The fragility of the brittle

Last night I had a thought that wasn't very original, but it took me to some places I wasn't expecting.  The thought, or observation, was that we are most fragile in those places where we've already been hurt.

I don't think that's because of the scarring, both physical and emotional, but because we harden ourselves to future hurts, and that hardening makes us stiffer, more brittle.  When we are assailed again, instead of bruising, we are more likely to shatter.

It takes an awful lot of courage to be able to stay flexible and soft, open, in the face of life's many inevitable hurts.  But that softness means that we don't have as far to go to heal when those hurts arrive.

If only someone with a big microphone and a big audience had said something like that after 9/11.  If only we had all been guided toward healing instead of toward hatred.  This would be a different country, and it would be a different world.  That day made all of us in the U.S. terribly afraid, the violence of it, the horrid mess it made.  We were traumatized, no doubt, and look at what we've become since then, how divided, how insecure, how hard and brittle, how afraid.

We should remember that when we drop bombs ourselves.  Those we drop them on are terrorized, as we were, and they will harden themselves, as we have, becoming angrier and more righteous, as we are.

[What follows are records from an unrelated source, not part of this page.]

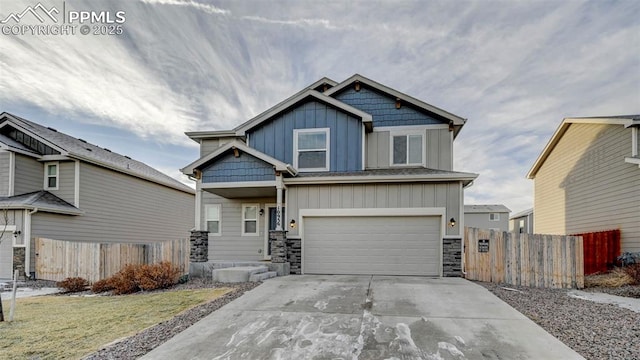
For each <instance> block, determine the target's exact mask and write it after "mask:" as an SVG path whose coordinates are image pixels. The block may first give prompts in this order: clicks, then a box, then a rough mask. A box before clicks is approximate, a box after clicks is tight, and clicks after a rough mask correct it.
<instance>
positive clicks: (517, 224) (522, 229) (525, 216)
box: [509, 208, 533, 234]
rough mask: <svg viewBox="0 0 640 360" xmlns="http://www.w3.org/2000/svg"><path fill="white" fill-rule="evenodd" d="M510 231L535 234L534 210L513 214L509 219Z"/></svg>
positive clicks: (517, 232) (509, 229) (527, 209)
mask: <svg viewBox="0 0 640 360" xmlns="http://www.w3.org/2000/svg"><path fill="white" fill-rule="evenodd" d="M509 231H511V232H517V233H520V234H533V208H531V209H527V210H524V211H521V212H519V213H515V214H513V216H511V218H510V219H509Z"/></svg>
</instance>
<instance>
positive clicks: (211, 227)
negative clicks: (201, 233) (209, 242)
mask: <svg viewBox="0 0 640 360" xmlns="http://www.w3.org/2000/svg"><path fill="white" fill-rule="evenodd" d="M220 208H221V205H220V204H208V205H205V207H204V209H205V215H204V216H205V222H206V224H207V231H208V232H209V235H220V234H221V233H222V226H221V224H220Z"/></svg>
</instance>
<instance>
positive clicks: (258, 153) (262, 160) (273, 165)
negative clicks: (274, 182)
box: [180, 140, 297, 175]
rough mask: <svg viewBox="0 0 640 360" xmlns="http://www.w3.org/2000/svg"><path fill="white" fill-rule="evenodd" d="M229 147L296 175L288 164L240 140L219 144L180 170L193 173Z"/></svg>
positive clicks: (228, 149)
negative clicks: (219, 145)
mask: <svg viewBox="0 0 640 360" xmlns="http://www.w3.org/2000/svg"><path fill="white" fill-rule="evenodd" d="M230 149H238V150H240V151H242V152H244V153H247V154H249V155H251V156H253V157H255V158H257V159H260V160H262V161H264V162H266V163H269V164H271V165H273V167H274V169H275V170H276V171H284V172H288V173H289V174H291V175H296V173H297V171H296V170H295V169H294V168H293V167H292V166H291V165H289V164H285V163H283V162H282V161H280V160H277V159H274V158H272V157H271V156H269V155H267V154H264V153H262V152H260V151H258V150H255V149H252V148H250V147H248V146H247V145H245V144H244V143H243V142H242V141H239V140H234V141H231V142H228V143H226V144H224V145H222V146H220V147H219V148H218V149H216V151H214V152H212V153H210V154H208V155H206V156H204V157H201V158H200V159H198V160H196V161H194V162H192V163H191V164H189V165H187V166H185V167H184V168H182V169H180V171H182V173H183V174H185V175H193V174H194V171H195V170H196V169H198V168H199V167H202V166H204V165H205V164H207V163H209V162H211V161H213V160H215V159H216V158H217V157H219V156H222V155H223V154H224V153H226V152H227V151H228V150H230Z"/></svg>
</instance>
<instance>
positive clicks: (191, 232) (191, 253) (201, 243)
mask: <svg viewBox="0 0 640 360" xmlns="http://www.w3.org/2000/svg"><path fill="white" fill-rule="evenodd" d="M189 240H190V242H191V251H190V253H189V260H190V261H191V262H207V261H208V260H209V232H208V231H203V230H193V231H191V237H190V238H189Z"/></svg>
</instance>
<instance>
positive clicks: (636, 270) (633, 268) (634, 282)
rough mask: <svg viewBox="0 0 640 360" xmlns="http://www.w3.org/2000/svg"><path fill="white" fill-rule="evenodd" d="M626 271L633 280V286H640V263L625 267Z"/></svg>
mask: <svg viewBox="0 0 640 360" xmlns="http://www.w3.org/2000/svg"><path fill="white" fill-rule="evenodd" d="M624 271H625V273H627V275H629V277H630V278H631V279H632V280H633V282H632V284H633V285H640V263H635V264H633V265H629V266H625V267H624Z"/></svg>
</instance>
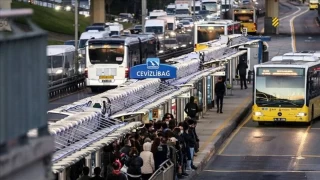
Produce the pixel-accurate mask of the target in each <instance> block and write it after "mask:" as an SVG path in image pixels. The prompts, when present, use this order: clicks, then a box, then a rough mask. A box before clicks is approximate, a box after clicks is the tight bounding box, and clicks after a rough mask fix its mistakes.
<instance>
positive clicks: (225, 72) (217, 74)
mask: <svg viewBox="0 0 320 180" xmlns="http://www.w3.org/2000/svg"><path fill="white" fill-rule="evenodd" d="M212 75H213V76H225V75H226V72H225V71H218V72H214V73H213V74H212Z"/></svg>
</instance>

What on earth do we think is going to happen, with all this growing anger and righteousness?  I don't mean just we in this country, I'm talking about the world.  There seems to be more fighting and more and more, more blaming, more closed doors and walls, more accusations and threats.  Do today's global leaders actually want a war, so that they can strut around and feel like big men?  What do they - and we - think is going to happen if we don't all learn to work with each other?